Sağlık Bilimleri Üniversitesi Tıp Fakültesi Enfeksiyon Hastalıkları ve Klinik Mikrobiyoloji Ana Bilim Kolu Başkanı Prof. Dr. İlyas Dökmetaş da ısırılan bölgenin hiçbir formda dikilmemesi gerektiğini, bu türlü bir sürecin yapılması halinde yara alanının genişletildiği ve kuluçka müddetinin kısaldığını vurguladı. Sırf kulak, burun üzere bölgelerde ısırılma sonucu meydana gelen kopmaların dikildiğini ve sonrasında immunoglobulin uygulanabildiğini paylaştı.
‘ÖLÜMÜN ARKASINDA ÖBÜR BİR NEDEN OLABİLİR’

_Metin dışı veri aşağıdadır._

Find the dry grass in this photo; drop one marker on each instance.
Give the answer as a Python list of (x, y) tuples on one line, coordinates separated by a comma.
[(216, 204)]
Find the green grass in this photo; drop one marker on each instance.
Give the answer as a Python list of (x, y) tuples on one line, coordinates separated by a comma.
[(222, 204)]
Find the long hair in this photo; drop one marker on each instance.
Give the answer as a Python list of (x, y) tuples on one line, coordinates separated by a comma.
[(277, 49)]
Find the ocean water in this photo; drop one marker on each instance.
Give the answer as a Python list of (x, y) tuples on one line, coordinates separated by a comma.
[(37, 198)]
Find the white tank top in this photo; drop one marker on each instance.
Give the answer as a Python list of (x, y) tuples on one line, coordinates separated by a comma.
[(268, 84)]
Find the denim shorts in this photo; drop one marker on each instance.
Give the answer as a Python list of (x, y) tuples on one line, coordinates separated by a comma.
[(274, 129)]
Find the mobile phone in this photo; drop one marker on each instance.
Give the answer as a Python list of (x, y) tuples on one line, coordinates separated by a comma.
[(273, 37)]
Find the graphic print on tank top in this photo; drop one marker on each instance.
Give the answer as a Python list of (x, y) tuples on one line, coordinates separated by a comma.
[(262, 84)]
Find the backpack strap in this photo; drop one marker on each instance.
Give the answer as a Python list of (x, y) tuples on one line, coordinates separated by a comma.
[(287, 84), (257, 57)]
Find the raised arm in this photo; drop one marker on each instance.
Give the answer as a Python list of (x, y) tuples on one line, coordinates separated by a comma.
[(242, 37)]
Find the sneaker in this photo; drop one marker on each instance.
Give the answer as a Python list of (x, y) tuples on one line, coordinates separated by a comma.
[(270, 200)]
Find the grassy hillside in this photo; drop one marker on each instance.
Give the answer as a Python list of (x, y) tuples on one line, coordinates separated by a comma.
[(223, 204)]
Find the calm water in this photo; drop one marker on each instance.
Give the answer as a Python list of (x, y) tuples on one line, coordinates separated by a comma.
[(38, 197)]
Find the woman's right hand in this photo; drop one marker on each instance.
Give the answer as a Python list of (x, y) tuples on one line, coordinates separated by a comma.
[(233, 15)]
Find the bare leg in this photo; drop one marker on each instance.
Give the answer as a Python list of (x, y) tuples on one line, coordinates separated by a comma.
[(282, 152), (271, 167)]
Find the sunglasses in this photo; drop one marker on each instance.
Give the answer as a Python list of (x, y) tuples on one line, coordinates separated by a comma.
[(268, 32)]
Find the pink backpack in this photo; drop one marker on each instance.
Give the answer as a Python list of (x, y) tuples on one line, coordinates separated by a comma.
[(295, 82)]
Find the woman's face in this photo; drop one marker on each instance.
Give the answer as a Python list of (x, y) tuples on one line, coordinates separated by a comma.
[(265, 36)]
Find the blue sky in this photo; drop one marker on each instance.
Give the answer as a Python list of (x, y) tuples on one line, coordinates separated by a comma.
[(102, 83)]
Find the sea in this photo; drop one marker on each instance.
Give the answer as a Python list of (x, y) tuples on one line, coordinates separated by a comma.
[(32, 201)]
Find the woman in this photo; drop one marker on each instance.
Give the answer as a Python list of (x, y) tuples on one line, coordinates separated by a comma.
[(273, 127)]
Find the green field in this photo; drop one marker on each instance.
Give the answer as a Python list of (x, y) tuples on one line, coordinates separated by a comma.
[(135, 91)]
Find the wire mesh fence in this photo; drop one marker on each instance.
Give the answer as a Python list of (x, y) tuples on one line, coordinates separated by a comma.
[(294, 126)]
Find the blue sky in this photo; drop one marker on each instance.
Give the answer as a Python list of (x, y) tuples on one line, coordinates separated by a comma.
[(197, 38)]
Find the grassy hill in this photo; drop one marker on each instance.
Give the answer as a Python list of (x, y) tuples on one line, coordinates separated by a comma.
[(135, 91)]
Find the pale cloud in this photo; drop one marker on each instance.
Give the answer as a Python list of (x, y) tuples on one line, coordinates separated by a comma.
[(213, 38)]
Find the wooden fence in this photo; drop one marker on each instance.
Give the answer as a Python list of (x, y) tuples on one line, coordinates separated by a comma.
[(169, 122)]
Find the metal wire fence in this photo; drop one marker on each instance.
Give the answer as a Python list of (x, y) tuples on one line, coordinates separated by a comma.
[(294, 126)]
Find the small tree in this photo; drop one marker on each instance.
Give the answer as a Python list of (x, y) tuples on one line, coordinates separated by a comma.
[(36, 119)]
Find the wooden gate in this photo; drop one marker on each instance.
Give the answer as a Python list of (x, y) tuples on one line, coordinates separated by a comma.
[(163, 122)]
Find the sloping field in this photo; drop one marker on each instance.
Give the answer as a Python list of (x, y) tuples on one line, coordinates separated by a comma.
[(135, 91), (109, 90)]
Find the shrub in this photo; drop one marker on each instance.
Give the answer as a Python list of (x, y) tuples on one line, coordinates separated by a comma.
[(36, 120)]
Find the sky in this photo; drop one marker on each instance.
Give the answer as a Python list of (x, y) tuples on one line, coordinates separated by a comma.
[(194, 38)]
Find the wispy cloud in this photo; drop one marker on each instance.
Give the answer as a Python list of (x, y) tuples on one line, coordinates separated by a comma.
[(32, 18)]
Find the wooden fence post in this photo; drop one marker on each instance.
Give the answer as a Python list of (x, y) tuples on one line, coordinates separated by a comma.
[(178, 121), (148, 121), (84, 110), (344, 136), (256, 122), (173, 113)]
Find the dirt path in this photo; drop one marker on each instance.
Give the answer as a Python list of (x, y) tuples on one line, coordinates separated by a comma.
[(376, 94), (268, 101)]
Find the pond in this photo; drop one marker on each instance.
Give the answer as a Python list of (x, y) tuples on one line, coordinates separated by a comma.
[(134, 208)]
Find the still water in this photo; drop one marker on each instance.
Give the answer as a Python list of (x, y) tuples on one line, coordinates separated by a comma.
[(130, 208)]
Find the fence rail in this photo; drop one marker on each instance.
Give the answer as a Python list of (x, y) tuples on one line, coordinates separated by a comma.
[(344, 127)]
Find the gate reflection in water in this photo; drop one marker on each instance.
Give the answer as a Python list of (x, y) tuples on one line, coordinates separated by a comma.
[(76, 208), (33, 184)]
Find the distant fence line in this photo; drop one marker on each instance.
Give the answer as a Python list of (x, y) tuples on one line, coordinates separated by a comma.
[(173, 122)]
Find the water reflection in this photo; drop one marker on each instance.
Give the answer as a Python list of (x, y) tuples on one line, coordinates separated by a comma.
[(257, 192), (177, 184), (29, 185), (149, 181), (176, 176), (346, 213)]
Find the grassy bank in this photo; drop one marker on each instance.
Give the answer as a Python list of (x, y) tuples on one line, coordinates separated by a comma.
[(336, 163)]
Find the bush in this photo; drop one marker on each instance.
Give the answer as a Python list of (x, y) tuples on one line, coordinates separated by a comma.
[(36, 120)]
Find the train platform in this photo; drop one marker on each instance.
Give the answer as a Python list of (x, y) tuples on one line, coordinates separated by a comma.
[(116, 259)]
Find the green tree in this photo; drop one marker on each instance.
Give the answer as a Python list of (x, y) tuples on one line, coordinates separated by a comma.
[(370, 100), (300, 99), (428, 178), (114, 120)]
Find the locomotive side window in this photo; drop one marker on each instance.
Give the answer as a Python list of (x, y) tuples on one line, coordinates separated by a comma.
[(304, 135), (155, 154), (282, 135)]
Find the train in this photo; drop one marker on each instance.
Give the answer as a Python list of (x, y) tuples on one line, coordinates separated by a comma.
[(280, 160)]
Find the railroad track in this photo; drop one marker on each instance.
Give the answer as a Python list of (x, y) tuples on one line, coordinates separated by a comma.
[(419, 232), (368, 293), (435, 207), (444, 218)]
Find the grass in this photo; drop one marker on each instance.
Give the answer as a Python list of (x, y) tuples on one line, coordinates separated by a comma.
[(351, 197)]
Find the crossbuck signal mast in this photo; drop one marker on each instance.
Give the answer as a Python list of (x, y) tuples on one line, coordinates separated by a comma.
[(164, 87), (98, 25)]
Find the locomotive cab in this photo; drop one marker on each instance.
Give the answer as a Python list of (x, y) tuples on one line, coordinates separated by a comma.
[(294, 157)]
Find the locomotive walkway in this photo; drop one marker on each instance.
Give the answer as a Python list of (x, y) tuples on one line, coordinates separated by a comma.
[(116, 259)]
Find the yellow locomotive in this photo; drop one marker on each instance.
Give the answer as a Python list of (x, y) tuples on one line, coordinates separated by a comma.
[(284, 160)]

Dökmetaş, kuduzun 1 günde ya da 1 haftada öldürmediğini en az 15 günlük kuluçka mühleti olduğunu hatırlatan Dökmetaş kuduz hayvanın en az 10 gün boyunca nezaret altında tutulması gerektiğini ve 10 günden evvel hiçbir halde itlaf edilmemesi gerektiğini söyledi. 10 günden evvel itlaf edilen hayvanın patolojik incelemesinde hiçbir halde virüsün çıkmayacağını ileten Prof. Dr. İlyas Dökmetaş hayvanın 10 günlük mühlet zarfında ölmemesi halinde ısırdığı bireyde ve kendinde kuduz virüsünün olmadığı manasına geldiğini belirtti.
“Lütfü Seray’ın 4 doz aşı olduğunu biliniyor lakin tabipler nasıl bir uygulama yaptı bilmiyoruz. Aşı yapılıp immunoglobulin yapılmadıysa yara hafiftir manasına gelir” diyen Prof. Dr. İlyas Dökmetaş, kelamlarını şöyle sürdürdü:
“Hiçbir tabip bu hayvan evcil, bu yırtıcı diye ayrım yapmaz; yaraya nazaran uygulama yapar. Seray’ın hayatını kaybetmesinin öbür nedenleri de olabilir. Isırılma ve aşı olma mühletinin ortasındaki vaktin uzun olması, antiserum yapılmamış olması ya da öbür bir hastalığa sahip olması mevte yol açmış olabilir.”
Şanlıurfa’nın Siverek ilçesinde kendi beslediği Sibirya kurdu köpeği tarafından ısırılan ve hayatını kaybeden Lütfü Seray’ın aşılarını yaptırdığı biliniyor. Ancak aşıya karşın hayatını kaybetmesi aşının inançsız olduğu ya da kişiyi korumadığı manasına gelmemeli. Uzmanlar bu hususun altını bilhassa çiziyor ve aşı reddinin, aşıya karşı olan güvensizliğin yanlış olduğunu söylüyor. Seray’ı sahiden öldüren şeyin ne olduğu şimdi tam olarak belirlenmemişken, ‘Aşı olmasına karşın öldü’ diye bir çıkarımda bulunmak ise ne büyük kusur olarak tabir ediliyor.